4.2 Wolframite flotation reagent
The research of wolframite flotation reagents mainly includes wolframite flotation collectors and regulators. The collectors for wolframite flotation mainly include fatty acids, including oleic acid and its soaps, such as oxidized paraffin soap, refined tall oil, sulfonated carboxylic acid, etc; Hydrocarbon phosphonic acids, including high-grade alkyl phosphonic acid, styrene phosphonic acid, etc. Phosphonic acids can not be used as wolframite slime flotation with calcite as the main gangue; Alkyl arsonic acids, including toluenesulfonic acid, benzyl arsonic acid, higher alkyl arsonic acid, etc. The collecting ability of arsonic acid collectors for calcite is weaker than that of phosphonic acids, so the selectivity is better than that of phosphonic acid when calcite is used as the main gangue in flotation, but arsonic acid is toxic to some extent, causing great environmental pollution and tends to be eliminated; Hydroxamic acid chelating agents include benzohydroxamic acid, salicylhydroxamic acid, etc. The collection performance of hydroxamic acid is equivalent to that of phosphonic acid, but its toxicity is much less than that of arsonic acid.

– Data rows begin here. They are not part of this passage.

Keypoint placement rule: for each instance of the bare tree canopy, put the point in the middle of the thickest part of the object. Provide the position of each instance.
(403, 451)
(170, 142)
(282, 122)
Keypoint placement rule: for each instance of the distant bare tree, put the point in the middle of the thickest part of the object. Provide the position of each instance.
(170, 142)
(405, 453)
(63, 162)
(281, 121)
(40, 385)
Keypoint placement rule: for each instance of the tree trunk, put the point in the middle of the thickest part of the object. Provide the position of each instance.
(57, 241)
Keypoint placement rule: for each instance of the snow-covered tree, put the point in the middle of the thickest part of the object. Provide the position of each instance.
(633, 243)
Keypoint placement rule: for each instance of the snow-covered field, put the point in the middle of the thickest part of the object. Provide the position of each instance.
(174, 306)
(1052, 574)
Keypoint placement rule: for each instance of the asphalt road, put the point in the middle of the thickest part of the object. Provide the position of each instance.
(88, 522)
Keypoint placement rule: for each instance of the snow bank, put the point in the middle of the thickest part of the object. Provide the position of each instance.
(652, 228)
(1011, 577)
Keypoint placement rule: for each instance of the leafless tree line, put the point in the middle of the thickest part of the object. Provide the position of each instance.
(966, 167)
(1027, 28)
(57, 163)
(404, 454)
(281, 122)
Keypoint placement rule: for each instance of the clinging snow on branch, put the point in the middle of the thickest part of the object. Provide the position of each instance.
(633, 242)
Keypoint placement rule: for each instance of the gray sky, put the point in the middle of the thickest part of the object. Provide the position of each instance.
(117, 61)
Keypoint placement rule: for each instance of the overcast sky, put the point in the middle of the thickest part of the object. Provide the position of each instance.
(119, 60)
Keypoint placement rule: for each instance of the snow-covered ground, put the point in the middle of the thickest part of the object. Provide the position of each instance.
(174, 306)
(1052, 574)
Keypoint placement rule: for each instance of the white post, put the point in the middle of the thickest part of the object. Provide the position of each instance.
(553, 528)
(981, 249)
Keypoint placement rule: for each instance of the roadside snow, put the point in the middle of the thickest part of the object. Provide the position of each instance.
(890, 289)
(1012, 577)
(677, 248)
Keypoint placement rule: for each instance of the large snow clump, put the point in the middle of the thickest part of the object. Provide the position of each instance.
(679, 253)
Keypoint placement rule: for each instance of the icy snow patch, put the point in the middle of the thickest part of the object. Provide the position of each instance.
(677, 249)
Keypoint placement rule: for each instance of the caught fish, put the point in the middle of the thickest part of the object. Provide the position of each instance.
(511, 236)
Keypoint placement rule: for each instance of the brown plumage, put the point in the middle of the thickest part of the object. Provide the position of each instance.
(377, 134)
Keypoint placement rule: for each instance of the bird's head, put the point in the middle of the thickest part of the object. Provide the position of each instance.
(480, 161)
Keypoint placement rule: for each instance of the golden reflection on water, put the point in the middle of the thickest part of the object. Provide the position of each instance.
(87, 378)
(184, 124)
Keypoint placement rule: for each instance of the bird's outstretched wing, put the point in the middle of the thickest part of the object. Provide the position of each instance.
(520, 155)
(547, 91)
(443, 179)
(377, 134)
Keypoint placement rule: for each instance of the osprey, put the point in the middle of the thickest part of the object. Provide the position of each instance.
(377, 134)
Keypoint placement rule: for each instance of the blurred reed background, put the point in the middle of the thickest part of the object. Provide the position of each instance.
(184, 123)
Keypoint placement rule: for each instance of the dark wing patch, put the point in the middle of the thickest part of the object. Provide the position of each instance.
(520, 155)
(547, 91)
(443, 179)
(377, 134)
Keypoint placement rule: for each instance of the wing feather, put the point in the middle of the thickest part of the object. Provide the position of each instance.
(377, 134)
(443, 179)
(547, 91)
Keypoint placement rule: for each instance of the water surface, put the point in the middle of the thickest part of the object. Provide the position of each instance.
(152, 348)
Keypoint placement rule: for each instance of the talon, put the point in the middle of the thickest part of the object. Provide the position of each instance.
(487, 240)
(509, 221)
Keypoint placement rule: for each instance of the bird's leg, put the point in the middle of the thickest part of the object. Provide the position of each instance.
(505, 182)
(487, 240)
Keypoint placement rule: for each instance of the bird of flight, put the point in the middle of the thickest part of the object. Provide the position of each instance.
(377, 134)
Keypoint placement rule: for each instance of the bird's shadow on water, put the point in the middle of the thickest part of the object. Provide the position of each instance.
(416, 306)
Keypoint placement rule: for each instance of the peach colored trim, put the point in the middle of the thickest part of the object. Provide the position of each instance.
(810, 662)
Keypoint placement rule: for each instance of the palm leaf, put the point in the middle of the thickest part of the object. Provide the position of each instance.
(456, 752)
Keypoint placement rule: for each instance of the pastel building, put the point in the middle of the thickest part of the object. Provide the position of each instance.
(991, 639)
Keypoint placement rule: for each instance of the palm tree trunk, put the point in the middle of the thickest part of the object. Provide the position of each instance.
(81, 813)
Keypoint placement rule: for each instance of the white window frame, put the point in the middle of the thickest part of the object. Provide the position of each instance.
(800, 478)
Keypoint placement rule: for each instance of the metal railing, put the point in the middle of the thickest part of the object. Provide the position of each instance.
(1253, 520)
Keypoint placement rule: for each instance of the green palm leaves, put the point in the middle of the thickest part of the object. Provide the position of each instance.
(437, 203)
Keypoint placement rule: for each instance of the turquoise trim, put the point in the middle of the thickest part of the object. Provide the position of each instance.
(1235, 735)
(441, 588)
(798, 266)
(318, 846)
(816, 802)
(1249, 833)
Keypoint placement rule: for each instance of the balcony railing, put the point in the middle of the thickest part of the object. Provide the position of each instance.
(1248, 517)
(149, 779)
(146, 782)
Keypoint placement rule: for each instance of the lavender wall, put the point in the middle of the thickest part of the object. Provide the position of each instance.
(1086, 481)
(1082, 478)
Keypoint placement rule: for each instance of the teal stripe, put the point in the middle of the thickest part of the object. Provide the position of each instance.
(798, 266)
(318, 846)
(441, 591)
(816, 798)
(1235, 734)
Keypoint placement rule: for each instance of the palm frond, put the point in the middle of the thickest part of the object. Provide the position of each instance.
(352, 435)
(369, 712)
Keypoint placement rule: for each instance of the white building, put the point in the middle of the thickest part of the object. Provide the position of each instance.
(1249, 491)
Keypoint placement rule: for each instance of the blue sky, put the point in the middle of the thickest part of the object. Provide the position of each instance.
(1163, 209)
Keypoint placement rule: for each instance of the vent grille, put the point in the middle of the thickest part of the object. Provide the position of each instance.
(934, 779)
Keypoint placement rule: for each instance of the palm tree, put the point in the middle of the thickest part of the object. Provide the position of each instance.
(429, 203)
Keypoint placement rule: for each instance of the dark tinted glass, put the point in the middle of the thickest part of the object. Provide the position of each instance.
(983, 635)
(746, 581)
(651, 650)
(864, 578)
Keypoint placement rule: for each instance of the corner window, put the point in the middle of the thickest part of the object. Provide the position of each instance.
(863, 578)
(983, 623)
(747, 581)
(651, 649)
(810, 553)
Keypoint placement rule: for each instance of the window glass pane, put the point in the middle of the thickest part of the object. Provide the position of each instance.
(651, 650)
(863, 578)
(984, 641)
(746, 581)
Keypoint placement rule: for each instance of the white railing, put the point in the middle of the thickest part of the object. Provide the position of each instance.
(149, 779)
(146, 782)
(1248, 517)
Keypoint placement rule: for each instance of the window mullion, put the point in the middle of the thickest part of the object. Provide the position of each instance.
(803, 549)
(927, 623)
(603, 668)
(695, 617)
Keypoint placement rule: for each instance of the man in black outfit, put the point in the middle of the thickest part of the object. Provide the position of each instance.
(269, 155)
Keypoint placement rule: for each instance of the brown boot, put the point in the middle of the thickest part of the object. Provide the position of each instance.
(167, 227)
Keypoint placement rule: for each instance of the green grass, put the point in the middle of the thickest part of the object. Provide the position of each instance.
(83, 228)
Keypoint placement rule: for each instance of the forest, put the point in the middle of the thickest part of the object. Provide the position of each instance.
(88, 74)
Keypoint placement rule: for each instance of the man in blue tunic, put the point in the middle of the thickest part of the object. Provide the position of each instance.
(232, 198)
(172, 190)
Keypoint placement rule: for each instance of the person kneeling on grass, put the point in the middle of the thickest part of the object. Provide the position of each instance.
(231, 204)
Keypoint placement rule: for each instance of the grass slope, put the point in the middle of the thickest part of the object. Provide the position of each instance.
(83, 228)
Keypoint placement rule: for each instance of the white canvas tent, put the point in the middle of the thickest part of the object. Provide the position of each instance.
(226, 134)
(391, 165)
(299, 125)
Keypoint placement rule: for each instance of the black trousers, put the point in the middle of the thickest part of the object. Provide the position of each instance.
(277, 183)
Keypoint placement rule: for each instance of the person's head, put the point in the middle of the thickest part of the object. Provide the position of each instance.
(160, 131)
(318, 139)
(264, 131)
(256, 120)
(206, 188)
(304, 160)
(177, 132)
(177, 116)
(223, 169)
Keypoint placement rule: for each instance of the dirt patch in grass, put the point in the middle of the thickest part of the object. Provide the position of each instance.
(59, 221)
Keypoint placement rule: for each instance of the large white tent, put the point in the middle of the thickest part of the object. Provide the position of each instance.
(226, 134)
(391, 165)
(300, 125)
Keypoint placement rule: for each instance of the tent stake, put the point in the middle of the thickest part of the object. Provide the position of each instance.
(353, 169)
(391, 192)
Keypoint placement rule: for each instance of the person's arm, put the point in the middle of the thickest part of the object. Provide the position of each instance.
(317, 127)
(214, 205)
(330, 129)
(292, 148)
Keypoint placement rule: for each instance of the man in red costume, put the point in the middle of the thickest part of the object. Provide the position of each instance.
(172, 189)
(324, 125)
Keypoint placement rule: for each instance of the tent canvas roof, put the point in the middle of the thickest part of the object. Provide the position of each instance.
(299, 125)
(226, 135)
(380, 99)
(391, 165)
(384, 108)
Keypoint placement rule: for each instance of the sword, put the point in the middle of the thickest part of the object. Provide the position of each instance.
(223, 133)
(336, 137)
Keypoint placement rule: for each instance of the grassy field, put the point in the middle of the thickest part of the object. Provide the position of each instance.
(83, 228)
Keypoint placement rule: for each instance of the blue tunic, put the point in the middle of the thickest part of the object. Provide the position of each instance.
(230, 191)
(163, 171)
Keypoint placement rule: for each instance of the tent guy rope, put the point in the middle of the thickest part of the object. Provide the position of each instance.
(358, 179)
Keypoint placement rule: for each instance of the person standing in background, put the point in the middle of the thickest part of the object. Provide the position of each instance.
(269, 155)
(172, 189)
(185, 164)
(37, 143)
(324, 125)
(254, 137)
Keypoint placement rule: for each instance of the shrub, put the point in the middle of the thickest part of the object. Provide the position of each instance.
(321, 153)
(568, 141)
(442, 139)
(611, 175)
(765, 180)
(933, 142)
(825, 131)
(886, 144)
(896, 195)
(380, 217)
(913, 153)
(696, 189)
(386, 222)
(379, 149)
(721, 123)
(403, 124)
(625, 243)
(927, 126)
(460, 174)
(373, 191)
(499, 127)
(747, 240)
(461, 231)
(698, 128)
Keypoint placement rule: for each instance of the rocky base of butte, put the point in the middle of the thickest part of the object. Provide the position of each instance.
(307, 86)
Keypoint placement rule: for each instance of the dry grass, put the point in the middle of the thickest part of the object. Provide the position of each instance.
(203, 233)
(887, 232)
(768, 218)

At present, the effective activators for tungsten ore flotation are lead nitrate and ferrous sulfate. Lead nitrate has obvious activation effect on wolframite and scheelite, and ferrous sulfate also has certain activation effect on wolframite.
The most common gangue mineral inhibitors in tungsten mineral flotation operations are water glass, carboxymethyl cellulose (CMC), starch, sodium fluosilicate, sodium hexametaphosphate, etc.
5. Prospect of tungsten beneficiation technology
According to statistics, the metal content in tungsten mineral slime accounts for 11% of the metal content of raw ore— 14%, and the recovery rate of fine mud accounts for 3% of the total recovery rate— 8%, effectively improving the recovery rate of fine mud is very important to improve the comprehensive recovery rate of tungsten and the economic benefit of the mine. Therefore, under the situation that the mining industry has entered the adjustment period, we should strengthen the research and development of tungsten beneficiation technology and treat the development of tungsten mining industry with a scientific and sustainable development view. Tungsten ore dressing needs to strengthen research in the following aspects:
(1) Pay attention to the process mineralogy research of the ore, fully understand the mineral composition and mineral distribution of the ore, and provide a basis for the tungsten concentrator to determine a reasonable beneficiation method and process flow.
(2) Strengthen the research of tungsten slime separation technology to improve the recovery rate of tungsten slime minerals.
(3) Strengthen the research and development of beneficiation equipment of tungsten concentrator, such as new gravity separation equipment and flotation equipment, to achieve effective separation and recovery of fine slime tungsten minerals.
(4) Strengthen the research and development of tungsten ore dressing reagents, develop tungsten ore dressing reagents with low pollution, low cost and high efficiency, and improve tungsten ore dressing process indicators.